Don’t worry. 634m Tokyo Skytree is earthquake proof. Maybe
- Company that quake-proofed more than 1,000 buildings – including two Olympic venues – admits falsifying tests and using cheap equipment
- Japanese government swoops in with assurances that everything’s okay – prompting some to draw parallels to 2011 Fukushima nuclear disaster
The Japanese government has moved quickly to play down suggestions that more than 1,000 buildings across the nation – including at least two venues for the Tokyo 2020 Olympic Games and the 634-metre-tall Tokyo Skytree – are at risk of collapsing in a major earthquake.
But an awful lot of people do not trust that declaration.
The infrastructure ministry said last week there was “no chance” that some of Japan’s most iconic buildings – which also include Tokyo Station, the Roppongi Hills Mori Tower and hospital, university and local government properties – would collapse after KYB Corporation admitted the previous day that it had been falsifying quality inspection data for seismic shock absorbers since March 2000.
Incorporated into the structures of buildings, the equipment is designed to absorb and control the impact of earthquakes, to which Japan is notoriously prone. KYB controls around 40 per cent of the Japanese market for some types of shock absorbers and vibration dampers and the ministry believes that 7,550 absorbers at 903 structures and 3,378 dampers at a further 83 sites fall short of government standards. For now, the scandal appears limited to the domestic market, though a company official confirmed to the South China Morning Post that equipment had been installed in at least one building in Taiwan.
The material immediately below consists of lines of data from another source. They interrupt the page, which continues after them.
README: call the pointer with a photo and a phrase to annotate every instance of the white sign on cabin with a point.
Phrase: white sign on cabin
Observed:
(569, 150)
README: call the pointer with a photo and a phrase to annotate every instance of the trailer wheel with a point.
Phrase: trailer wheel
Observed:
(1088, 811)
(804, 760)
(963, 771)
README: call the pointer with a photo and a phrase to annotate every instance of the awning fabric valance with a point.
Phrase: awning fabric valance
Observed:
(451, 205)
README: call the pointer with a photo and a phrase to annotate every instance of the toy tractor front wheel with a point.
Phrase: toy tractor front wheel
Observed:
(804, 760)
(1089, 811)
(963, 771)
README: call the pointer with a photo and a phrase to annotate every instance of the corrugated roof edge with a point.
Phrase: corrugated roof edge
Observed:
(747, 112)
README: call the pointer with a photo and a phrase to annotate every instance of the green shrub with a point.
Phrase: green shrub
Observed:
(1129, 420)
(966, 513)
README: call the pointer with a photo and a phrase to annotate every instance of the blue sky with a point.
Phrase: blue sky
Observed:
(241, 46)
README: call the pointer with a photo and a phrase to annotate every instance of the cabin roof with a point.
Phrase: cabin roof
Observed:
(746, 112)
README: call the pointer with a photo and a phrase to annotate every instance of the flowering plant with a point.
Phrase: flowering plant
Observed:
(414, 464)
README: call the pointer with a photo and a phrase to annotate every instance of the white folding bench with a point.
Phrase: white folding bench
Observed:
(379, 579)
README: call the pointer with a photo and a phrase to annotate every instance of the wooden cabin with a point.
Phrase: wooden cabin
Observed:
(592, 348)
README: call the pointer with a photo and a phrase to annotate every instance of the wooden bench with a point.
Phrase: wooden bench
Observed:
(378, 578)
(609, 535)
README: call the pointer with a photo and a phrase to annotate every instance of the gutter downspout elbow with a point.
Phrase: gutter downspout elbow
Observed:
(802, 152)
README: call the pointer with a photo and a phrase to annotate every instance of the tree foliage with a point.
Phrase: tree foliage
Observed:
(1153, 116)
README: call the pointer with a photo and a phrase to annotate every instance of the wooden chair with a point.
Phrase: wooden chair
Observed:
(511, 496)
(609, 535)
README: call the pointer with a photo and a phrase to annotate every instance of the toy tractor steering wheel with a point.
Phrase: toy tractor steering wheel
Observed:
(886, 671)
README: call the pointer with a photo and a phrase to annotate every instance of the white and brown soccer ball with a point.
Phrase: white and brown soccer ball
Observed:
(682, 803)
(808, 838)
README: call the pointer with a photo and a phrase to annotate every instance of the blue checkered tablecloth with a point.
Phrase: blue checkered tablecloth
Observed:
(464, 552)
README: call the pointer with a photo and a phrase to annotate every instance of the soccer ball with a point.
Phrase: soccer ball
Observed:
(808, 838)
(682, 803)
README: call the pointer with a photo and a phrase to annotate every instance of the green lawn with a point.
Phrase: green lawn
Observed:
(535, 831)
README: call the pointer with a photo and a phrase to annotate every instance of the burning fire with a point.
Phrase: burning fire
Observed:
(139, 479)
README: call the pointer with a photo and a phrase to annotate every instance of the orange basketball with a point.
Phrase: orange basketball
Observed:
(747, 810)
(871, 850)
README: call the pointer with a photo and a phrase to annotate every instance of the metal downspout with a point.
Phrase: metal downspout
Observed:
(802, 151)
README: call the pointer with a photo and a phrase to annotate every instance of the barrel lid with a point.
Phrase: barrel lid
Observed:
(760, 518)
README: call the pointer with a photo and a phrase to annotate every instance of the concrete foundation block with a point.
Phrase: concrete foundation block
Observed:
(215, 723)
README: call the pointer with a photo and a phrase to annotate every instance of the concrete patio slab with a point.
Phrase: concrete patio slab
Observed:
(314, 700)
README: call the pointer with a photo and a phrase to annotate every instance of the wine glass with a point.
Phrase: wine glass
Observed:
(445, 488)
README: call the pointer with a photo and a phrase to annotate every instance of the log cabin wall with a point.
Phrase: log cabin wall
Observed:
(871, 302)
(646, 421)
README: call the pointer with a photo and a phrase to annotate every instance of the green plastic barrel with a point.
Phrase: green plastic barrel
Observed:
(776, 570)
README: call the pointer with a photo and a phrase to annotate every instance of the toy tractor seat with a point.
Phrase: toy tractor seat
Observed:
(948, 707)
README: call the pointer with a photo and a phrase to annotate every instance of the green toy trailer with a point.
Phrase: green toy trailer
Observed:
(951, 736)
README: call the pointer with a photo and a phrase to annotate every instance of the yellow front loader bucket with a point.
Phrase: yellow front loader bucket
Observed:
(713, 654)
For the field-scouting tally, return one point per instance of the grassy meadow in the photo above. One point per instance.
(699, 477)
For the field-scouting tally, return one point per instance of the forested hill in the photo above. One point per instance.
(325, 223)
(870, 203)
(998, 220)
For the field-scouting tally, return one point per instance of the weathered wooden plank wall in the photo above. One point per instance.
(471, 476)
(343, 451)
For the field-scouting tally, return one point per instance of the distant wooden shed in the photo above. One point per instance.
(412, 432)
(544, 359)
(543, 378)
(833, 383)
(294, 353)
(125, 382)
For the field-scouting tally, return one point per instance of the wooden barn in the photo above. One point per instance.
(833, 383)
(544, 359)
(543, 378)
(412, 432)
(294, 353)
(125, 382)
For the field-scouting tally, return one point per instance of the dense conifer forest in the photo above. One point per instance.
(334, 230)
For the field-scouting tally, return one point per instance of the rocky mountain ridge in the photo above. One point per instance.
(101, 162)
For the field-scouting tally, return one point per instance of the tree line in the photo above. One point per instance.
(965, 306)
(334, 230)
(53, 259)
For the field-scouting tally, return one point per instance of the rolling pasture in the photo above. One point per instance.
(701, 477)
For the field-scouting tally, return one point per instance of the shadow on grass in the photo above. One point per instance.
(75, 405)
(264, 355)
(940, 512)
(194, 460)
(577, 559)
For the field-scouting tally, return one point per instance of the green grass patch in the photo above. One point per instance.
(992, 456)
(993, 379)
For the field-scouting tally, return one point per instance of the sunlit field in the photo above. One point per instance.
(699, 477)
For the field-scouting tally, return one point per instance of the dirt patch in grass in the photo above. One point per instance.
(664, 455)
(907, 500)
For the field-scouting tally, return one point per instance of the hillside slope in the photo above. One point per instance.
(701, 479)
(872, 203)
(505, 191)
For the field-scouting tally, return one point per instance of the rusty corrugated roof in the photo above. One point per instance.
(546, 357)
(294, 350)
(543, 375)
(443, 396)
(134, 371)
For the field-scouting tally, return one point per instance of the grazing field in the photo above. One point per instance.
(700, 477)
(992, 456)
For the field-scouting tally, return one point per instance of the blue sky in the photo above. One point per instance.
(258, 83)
The company’s admission has had building owners scrambling to assess their facilities, with the scandal worsening on Friday when senior management at KYB admitted that as well as falsifying test data, it also replaced components that met government standards with uncertified, cheaper parts. Some 165 buildings are believed to have been fitted with substandard equipment.
“This is more than a corporate problem; it is a social problem,” said Mieko Nakabayashi, a former politician and now a professor in the school of social sciences at Waseda University.
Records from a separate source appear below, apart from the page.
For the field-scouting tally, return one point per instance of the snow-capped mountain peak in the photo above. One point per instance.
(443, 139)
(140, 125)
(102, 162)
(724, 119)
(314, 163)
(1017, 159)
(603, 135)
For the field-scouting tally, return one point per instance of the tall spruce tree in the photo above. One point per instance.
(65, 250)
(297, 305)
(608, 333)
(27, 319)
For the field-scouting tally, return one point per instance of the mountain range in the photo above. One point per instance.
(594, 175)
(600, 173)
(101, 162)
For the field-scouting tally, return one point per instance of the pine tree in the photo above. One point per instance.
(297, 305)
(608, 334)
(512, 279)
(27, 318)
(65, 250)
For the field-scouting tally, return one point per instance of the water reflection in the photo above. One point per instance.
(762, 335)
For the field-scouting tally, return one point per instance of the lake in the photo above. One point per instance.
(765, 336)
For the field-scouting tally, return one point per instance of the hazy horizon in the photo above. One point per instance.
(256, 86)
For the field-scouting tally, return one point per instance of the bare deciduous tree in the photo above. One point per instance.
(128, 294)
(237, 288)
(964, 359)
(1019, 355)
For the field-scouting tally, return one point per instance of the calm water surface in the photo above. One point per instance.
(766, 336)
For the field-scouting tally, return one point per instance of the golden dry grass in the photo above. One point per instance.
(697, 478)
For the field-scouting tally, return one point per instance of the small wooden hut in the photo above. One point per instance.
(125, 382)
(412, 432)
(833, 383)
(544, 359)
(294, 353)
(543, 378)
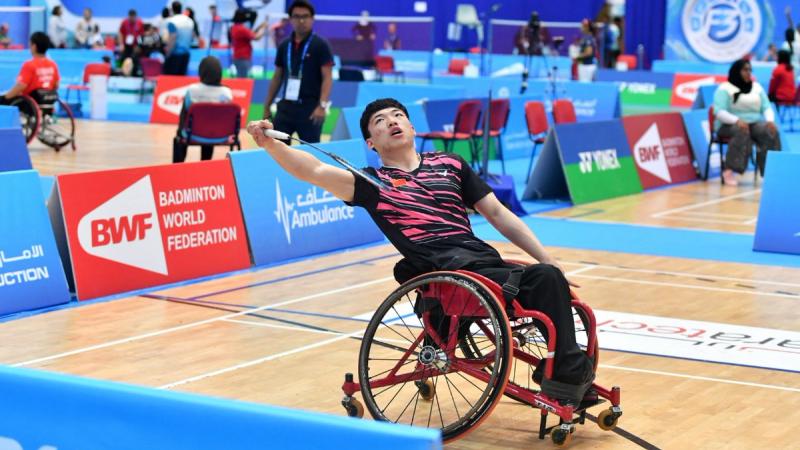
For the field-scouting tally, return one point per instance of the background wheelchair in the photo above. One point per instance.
(45, 116)
(440, 351)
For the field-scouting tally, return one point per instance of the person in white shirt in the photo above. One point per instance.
(56, 30)
(743, 115)
(85, 29)
(208, 90)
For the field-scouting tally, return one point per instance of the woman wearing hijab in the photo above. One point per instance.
(208, 90)
(743, 116)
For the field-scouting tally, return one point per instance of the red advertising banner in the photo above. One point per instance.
(134, 228)
(660, 148)
(685, 87)
(170, 90)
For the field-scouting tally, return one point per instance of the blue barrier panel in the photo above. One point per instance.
(14, 154)
(9, 117)
(705, 96)
(641, 77)
(479, 86)
(348, 127)
(287, 218)
(31, 275)
(50, 410)
(778, 226)
(405, 93)
(593, 101)
(696, 124)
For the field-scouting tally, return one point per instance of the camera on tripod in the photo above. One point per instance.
(534, 41)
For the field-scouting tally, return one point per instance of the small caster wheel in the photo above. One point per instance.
(607, 420)
(560, 437)
(426, 389)
(355, 409)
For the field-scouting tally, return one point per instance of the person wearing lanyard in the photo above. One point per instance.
(302, 77)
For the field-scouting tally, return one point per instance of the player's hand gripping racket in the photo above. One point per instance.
(275, 134)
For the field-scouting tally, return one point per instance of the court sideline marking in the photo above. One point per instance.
(194, 324)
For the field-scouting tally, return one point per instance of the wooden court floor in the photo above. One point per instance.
(286, 335)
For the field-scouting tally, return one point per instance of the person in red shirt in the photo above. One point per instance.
(242, 39)
(38, 72)
(782, 85)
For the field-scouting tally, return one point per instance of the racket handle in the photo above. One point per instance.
(275, 134)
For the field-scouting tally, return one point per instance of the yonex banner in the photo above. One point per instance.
(47, 410)
(660, 149)
(31, 275)
(686, 86)
(696, 125)
(287, 218)
(778, 226)
(588, 169)
(170, 90)
(134, 228)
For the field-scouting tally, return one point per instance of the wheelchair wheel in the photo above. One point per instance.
(58, 131)
(30, 116)
(530, 336)
(412, 369)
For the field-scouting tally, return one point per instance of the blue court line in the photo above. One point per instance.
(643, 239)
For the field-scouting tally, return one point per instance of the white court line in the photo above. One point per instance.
(701, 204)
(689, 286)
(260, 360)
(696, 377)
(688, 274)
(194, 324)
(282, 327)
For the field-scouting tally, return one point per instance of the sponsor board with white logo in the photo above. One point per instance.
(154, 225)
“Japanese people are conscious of the dangers that earthquakes pose, but they are also proud of the government regulations and the construction industry’s standards as the best in the world to protect us from earthquakes,” she said.
“And now we find out that we have been cheated. People are really wondering how this could happen.”
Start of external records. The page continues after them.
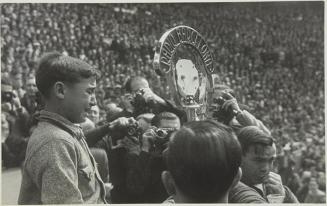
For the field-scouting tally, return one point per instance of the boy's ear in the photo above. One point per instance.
(168, 182)
(59, 89)
(237, 178)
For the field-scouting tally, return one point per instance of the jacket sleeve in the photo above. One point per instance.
(53, 169)
(289, 196)
(244, 194)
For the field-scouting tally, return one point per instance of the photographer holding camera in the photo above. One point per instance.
(140, 99)
(228, 112)
(144, 169)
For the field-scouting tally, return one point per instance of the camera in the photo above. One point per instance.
(139, 103)
(162, 138)
(7, 96)
(131, 130)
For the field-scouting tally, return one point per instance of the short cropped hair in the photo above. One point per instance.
(54, 67)
(128, 84)
(254, 136)
(203, 158)
(163, 116)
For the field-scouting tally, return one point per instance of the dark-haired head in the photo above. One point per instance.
(259, 153)
(203, 160)
(165, 118)
(55, 67)
(135, 83)
(252, 136)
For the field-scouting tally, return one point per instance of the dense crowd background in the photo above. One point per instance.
(270, 54)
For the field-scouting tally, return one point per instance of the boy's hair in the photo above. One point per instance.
(54, 67)
(128, 84)
(203, 158)
(163, 116)
(254, 136)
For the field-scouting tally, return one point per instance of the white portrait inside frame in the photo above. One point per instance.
(187, 77)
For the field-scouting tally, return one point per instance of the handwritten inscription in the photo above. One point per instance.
(185, 35)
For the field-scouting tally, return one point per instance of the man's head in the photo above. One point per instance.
(31, 88)
(166, 120)
(136, 83)
(203, 160)
(17, 80)
(67, 84)
(94, 114)
(259, 153)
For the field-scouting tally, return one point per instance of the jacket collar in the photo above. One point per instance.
(61, 122)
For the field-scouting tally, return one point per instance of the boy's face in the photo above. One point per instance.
(79, 99)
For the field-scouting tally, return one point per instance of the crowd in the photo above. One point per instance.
(270, 54)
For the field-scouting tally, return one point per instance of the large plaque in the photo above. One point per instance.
(183, 56)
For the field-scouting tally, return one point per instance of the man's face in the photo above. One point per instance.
(257, 163)
(31, 88)
(79, 99)
(165, 123)
(187, 77)
(94, 114)
(17, 81)
(139, 84)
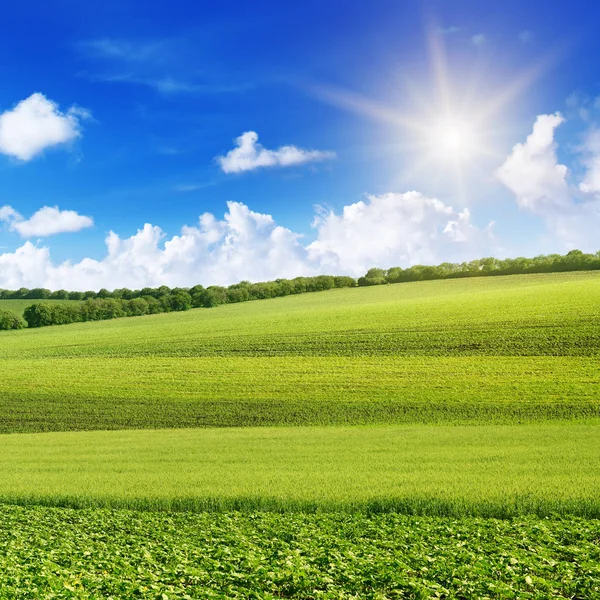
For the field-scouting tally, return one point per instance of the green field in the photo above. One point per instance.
(497, 471)
(355, 443)
(60, 553)
(505, 349)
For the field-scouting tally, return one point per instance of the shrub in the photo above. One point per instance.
(10, 320)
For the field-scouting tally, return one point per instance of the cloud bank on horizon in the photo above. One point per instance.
(392, 229)
(409, 227)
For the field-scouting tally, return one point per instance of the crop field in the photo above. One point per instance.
(435, 439)
(61, 553)
(505, 349)
(498, 471)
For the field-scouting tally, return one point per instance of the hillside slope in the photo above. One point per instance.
(492, 349)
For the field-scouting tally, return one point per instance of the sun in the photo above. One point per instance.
(448, 126)
(453, 138)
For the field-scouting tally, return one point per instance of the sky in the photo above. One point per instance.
(189, 143)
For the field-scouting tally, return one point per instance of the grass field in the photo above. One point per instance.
(506, 349)
(497, 471)
(316, 446)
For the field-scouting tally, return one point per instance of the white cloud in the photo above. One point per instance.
(395, 229)
(591, 150)
(451, 29)
(388, 230)
(48, 220)
(249, 154)
(539, 182)
(8, 214)
(35, 124)
(532, 171)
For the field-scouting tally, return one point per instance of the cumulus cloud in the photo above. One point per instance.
(540, 184)
(532, 171)
(591, 151)
(48, 220)
(399, 229)
(249, 155)
(388, 230)
(35, 124)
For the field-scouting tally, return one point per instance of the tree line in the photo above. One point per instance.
(575, 260)
(124, 302)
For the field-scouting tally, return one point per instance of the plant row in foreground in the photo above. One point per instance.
(61, 553)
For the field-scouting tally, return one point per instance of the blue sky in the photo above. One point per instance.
(405, 113)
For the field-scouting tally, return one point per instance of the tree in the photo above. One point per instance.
(39, 314)
(10, 320)
(214, 296)
(136, 307)
(178, 301)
Why staff at the company deliberately falsified test documentation for equipment is not clear, but speculation has included that it had too few staff to keep up with demand.
It has also been suggested that because Japanese regulations on earthquake-resistance equipment are so high that it does not matter if the components fell short of those standards.
“This has come as a big surprise because so many companies have used their products in buildings, but I think the government’s confidence remains high because the regulations in Japan are the most stringent in the world,” said Hiroo Ichikawa, a professor of urban planning at Meiji University.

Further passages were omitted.